Although French Catholic missionaries converted some Dega in the 19th century, American missionaries made more of an impact in the 1930s, and many Dega are now Protestant. Of the approximately 1 million Dega, close to half are Protestant, while around 200,000 are Catholic. This made Vietnam's Communist Party suspicious of the Dega, particularly during the Vietnam War, since it was thought that they would be more inclined to help the American forces (predominantly Christian—mainly Protestant).

In the mid 1950s, the once-isolated Dega began experiencing more contact with outsiders after the Vietnamese government launched efforts to gain better control of the Central Highlands and, following the 1954 Geneva Accord, new ethnic minorities from North Vietnam moved into the area. As a result of these changes, Dega communities felt a need to strengthen some of their own social structures and to develop a more formal shared identity.

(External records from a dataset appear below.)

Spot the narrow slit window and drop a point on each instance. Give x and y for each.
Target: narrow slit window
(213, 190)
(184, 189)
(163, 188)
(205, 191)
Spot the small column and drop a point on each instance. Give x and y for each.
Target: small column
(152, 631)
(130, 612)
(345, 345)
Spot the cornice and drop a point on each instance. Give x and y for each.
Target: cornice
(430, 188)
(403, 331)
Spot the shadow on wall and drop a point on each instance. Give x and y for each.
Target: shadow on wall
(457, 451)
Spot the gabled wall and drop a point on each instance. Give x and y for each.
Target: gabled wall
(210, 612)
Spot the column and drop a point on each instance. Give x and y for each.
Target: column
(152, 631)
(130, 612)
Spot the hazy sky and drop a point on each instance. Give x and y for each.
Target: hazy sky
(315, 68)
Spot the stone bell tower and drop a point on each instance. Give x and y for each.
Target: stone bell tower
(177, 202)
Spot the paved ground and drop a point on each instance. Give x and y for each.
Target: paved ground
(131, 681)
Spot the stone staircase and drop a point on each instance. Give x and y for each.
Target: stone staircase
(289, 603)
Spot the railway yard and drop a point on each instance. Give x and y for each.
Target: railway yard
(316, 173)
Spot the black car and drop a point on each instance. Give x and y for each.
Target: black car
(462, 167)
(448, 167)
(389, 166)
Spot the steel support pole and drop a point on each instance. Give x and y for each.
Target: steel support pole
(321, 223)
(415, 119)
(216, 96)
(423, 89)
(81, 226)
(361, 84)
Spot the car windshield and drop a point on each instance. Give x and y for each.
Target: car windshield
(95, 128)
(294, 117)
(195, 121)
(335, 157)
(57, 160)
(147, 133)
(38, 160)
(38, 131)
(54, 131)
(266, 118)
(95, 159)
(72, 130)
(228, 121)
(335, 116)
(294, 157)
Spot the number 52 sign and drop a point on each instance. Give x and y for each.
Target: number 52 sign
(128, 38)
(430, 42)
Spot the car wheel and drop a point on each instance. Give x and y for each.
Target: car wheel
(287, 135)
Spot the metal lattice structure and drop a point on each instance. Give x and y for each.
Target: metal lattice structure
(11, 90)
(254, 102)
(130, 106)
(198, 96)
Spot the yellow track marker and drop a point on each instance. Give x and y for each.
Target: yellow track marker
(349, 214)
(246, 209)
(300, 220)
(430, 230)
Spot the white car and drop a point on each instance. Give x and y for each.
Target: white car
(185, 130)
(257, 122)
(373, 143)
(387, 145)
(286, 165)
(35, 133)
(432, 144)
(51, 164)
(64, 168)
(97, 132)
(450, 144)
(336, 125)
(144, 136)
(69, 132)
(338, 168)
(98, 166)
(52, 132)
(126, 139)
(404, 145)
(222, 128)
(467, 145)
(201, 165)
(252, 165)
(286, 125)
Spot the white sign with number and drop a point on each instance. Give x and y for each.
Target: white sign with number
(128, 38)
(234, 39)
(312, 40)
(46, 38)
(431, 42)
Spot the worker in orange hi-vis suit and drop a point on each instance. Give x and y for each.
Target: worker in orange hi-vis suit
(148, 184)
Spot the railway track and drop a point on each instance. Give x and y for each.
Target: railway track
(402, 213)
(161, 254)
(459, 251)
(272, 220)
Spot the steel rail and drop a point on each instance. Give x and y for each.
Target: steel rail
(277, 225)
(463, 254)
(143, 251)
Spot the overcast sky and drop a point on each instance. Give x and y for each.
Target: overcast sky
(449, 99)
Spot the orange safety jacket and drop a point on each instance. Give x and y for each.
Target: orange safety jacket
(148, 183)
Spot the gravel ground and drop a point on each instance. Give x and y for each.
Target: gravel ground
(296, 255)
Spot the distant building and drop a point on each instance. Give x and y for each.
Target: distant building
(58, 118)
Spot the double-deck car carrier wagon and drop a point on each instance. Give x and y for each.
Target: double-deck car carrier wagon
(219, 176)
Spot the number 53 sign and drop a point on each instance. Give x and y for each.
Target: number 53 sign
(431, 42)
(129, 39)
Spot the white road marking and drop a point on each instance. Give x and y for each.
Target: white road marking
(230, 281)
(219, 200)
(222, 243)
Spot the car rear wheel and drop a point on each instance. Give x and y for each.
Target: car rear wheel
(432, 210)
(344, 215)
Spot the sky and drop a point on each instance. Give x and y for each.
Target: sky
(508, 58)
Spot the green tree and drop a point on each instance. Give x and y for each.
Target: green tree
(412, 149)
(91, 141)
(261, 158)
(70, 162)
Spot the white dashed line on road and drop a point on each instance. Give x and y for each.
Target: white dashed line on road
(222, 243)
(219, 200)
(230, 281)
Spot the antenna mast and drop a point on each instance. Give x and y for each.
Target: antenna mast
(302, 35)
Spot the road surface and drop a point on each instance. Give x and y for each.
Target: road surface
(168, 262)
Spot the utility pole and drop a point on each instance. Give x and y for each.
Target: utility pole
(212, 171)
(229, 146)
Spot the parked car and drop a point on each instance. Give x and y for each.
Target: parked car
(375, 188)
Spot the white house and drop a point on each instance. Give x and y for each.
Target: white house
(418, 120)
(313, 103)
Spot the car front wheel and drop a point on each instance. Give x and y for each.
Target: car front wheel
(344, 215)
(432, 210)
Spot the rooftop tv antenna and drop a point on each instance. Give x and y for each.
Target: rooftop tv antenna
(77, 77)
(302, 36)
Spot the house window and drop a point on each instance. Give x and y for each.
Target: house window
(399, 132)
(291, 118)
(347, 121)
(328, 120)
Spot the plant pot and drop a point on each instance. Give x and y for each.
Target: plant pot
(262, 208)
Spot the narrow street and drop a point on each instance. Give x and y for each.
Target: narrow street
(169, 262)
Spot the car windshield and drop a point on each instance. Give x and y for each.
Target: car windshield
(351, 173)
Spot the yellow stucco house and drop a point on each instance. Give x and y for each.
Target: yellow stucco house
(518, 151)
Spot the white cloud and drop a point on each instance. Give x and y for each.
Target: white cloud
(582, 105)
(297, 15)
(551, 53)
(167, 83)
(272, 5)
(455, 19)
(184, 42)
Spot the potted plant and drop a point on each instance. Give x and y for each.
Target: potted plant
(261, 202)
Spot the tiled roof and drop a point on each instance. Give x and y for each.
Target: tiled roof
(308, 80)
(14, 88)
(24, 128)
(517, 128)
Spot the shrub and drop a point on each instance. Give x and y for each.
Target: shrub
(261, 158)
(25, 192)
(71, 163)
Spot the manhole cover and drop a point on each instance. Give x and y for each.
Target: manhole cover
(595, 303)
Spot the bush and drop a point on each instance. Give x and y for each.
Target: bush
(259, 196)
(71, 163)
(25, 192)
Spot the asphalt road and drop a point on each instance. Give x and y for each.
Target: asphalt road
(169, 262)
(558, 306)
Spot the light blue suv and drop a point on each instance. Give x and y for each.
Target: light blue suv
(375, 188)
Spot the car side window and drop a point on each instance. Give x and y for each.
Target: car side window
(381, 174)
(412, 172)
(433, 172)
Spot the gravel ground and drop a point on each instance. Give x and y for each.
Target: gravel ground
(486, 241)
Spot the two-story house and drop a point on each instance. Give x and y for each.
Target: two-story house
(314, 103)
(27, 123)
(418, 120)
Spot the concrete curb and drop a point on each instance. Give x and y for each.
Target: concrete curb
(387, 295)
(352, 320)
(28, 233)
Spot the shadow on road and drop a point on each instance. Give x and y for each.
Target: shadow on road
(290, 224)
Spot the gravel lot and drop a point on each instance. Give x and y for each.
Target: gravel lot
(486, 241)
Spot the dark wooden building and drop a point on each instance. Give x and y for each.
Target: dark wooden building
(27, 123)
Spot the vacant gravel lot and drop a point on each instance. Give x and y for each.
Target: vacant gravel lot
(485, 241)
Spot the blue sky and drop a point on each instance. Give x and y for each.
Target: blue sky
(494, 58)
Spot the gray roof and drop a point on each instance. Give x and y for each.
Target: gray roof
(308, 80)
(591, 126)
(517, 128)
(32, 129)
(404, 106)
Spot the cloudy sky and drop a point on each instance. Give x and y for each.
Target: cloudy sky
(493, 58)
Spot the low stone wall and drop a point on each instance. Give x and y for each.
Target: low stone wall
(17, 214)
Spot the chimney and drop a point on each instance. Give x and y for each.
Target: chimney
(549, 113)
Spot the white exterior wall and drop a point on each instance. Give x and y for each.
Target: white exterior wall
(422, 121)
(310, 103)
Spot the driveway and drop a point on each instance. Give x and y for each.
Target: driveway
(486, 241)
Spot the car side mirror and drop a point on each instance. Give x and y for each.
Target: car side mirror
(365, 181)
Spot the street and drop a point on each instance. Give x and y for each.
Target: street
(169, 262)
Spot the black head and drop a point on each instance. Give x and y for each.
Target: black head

In 1950, the French government established the Central Highlands as the Pays Montagnard du Sud (PMS) under the authority of Vietnamese Emperor Bảo Đại, whom the French had installed as nominal chief of state in 1949 as an alternative to Ho Chi Minh's Democratic Republic of Vietnam. When the French withdrew from Vietnam and recognized a Vietnamese government, Dega political independence was drastically diminished.

The Dega have a long history of tensions with the Vietnamese majority. While the Vietnamese are themselves heterogeneous, they generally share a common language and culture and have developed and maintained the dominant social institutions of Vietnam. The Degar do not share that heritage. There have been conflicts between the two groups over many issues, including land ownership, language and cultural preservation, access to education and resources, and political representation.

In 1958, the Dega launched a movement known as BAJARAKA (the name is made up of the first letters of prominent tribes; compare to the later Nicaraguan Misurasata) to unite the tribes against the Vietnamese. There was a related, well-organized political and (occasionally) military force within the Dega communities known by the French acronym, FULRO, or United Front for the Liberation of Oppressed Races. FULRO's objectives were autonomy for the Degar tribes.

The 1960s saw contact between the Dega and the U.S. military, as American involvement in the Vietnam War escalated and the Central Highlands emerged as a strategically important area, in large part because it included the Ho Chi Minh trail, the North Vietnamese supply line for Viet Cong forces in the south. The U.S. military, particularly the U.S. Army's Special Forces, developed base camps in the area and recruited the Dega, roughly 40,000 of whom fought alongside American soldiers and became a major part of the U.S. military effort in the Highlands.

Thousands of Degar fled to Cambodia after the fall of Saigon to the North Vietnamese Army, fearing that the new government would launch reprisals against them because they had aided the Army of the Republic of Vietnam. The U.S. military resettled some Dega in the United States, primarily in North Carolina, but these evacuees numbered less than two thousand. In addition, the new socialist Vietnamese government has steadily displaced thousands of villagers from Vietnam's central highlands, to use the fertile land for coffee plantations.